GoogleCloudDataproc / spark-bigquery-connector

BigQuery data source for Apache Spark: Read data from BigQuery into DataFrames, write DataFrames into BigQuery tables.
Apache License 2.0
376 stars 197 forks source link

com.google.cloud.spark.bigquery.ArrowSchemaConverter Unsupported Operation Exception #443

Closed appden1 closed 1 year ago

appden1 commented 3 years ago

I'm using spark-bigquery-with-dependencies_2.11-0.21.1.jar and having trouble with reading BigQuery data from Spark on Yarn cluster.

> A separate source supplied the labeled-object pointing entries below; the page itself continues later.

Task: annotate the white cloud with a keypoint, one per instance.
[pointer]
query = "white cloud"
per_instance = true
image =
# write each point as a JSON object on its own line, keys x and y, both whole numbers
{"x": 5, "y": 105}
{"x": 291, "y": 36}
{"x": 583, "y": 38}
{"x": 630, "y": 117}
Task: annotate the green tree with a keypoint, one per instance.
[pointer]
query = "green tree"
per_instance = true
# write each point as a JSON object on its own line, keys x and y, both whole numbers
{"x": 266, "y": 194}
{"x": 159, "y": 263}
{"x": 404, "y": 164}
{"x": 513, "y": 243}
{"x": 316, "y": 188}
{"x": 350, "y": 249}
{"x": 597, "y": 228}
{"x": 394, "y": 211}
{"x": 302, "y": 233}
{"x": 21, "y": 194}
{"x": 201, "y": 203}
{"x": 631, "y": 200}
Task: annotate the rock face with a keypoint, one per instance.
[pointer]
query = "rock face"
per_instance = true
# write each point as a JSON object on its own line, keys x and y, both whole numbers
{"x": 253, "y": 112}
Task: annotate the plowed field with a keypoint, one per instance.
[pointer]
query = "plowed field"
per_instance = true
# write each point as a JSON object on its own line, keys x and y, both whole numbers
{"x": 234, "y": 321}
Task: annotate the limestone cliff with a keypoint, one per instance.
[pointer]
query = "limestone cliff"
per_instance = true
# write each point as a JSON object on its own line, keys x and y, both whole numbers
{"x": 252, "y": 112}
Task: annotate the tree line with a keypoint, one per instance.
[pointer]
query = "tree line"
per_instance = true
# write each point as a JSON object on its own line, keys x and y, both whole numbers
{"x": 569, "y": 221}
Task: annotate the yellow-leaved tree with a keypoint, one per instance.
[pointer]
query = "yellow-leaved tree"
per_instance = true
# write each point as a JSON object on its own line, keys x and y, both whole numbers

Pipeline: BigQuery -> Spark 2.3.2 with HDP 3.1.5 , Python 3.6

Code:

spark.conf.set("viewsEnabled","true")
spark.conf.set("materializationProject",project-id)
spark.conf.set("materializationDataset",dataset-id)

sql="""select col1, col2 from project.dataset.table"""

df=spark.read.schema(schema).format("bigquery")\
...                     .option("credentialsFile","credential-file.json")\
...                     .option("parentProject",project-id).load(sql) 

df.show()

Log:

 executor 1): java.lang.UnsupportedOperationException
    at com.google.cloud.spark.bigquery.ArrowSchemaConverter$ArrowVectorAccessor.getUTF8String(ArrowSchemaConverter.java:311)
    at com.google.cloud.spark.bigquery.ArrowSchemaConverter.getUTF8String(ArrowSchemaConverter.java:120)
    at org.apache.spark.sql.execution.vectorized.MutableColumnarRow.getUTF8String(MutableColumnarRow.java:135)
    at org.apache.spark.sql.catalyst.expressions.GeneratedClass$GeneratedIteratorForCodegenStage1.processNext(Unknown Source)
    at org.apache.spark.sql.execution.BufferedRowIterator.hasNext(BufferedRowIterator.java:43)
    at org.apache.spark.sql.execution.WholeStageCodegenExec$$anonfun$10$$anon$1.hasNext(WholeStageCodegenExec.scala:614)
    at org.apache.spark.sql.execution.SparkPlan$$anonfun$2.apply(SparkPlan.scala:253)
    at org.apache.spark.sql.execution.SparkPlan$$anonfun$2.apply(SparkPlan.scala:247)
    at org.apache.spark.rdd.RDD$$anonfun$mapPartitionsInternal$1$$anonfun$apply$25.apply(RDD.scala:836)
    at org.apache.spark.rdd.RDD$$anonfun$mapPartitionsInternal$1$$anonfun$apply$25.apply(RDD.scala:836)
    at org.apache.spark.rdd.MapPartitionsRDD.compute(MapPartitionsRDD.scala:49)
    at org.apache.spark.rdd.RDD.computeOrReadCheckpoint(RDD.scala:324)
    at org.apache.spark.rdd.RDD.iterator(RDD.scala:288)
    at org.apache.spark.rdd.MapPartitionsRDD.compute(MapPartitionsRDD.scala:49)
    at org.apache.spark.rdd.RDD.computeOrReadCheckpoint(RDD.scala:324)
    at org.apache.spark.rdd.RDD.iterator(RDD.scala:288)
    at org.apache.spark.scheduler.ResultTask.runTask(ResultTask.scala:87)
    at org.apache.spark.scheduler.Task.run(Task.scala:109)
    at org.apache.spark.executor.Executor$TaskRunner.run(Executor.scala:345)
    at java.util.concurrent.ThreadPoolExecutor.runWorker(ThreadPoolExecutor.java:1142)
    at java.util.concurrent.ThreadPoolExecutor$Worker.run(ThreadPoolExecutor.java:617)
    at java.lang.Thread.run(Thread.java:745)
davidrabinowitz commented 3 years ago

What happens when you run the following:

df=spark.read.format("bigquery")\
                     .option("credentialsFile","credential-file.json")\
                     .option("parentProject",project-id).load(sql) 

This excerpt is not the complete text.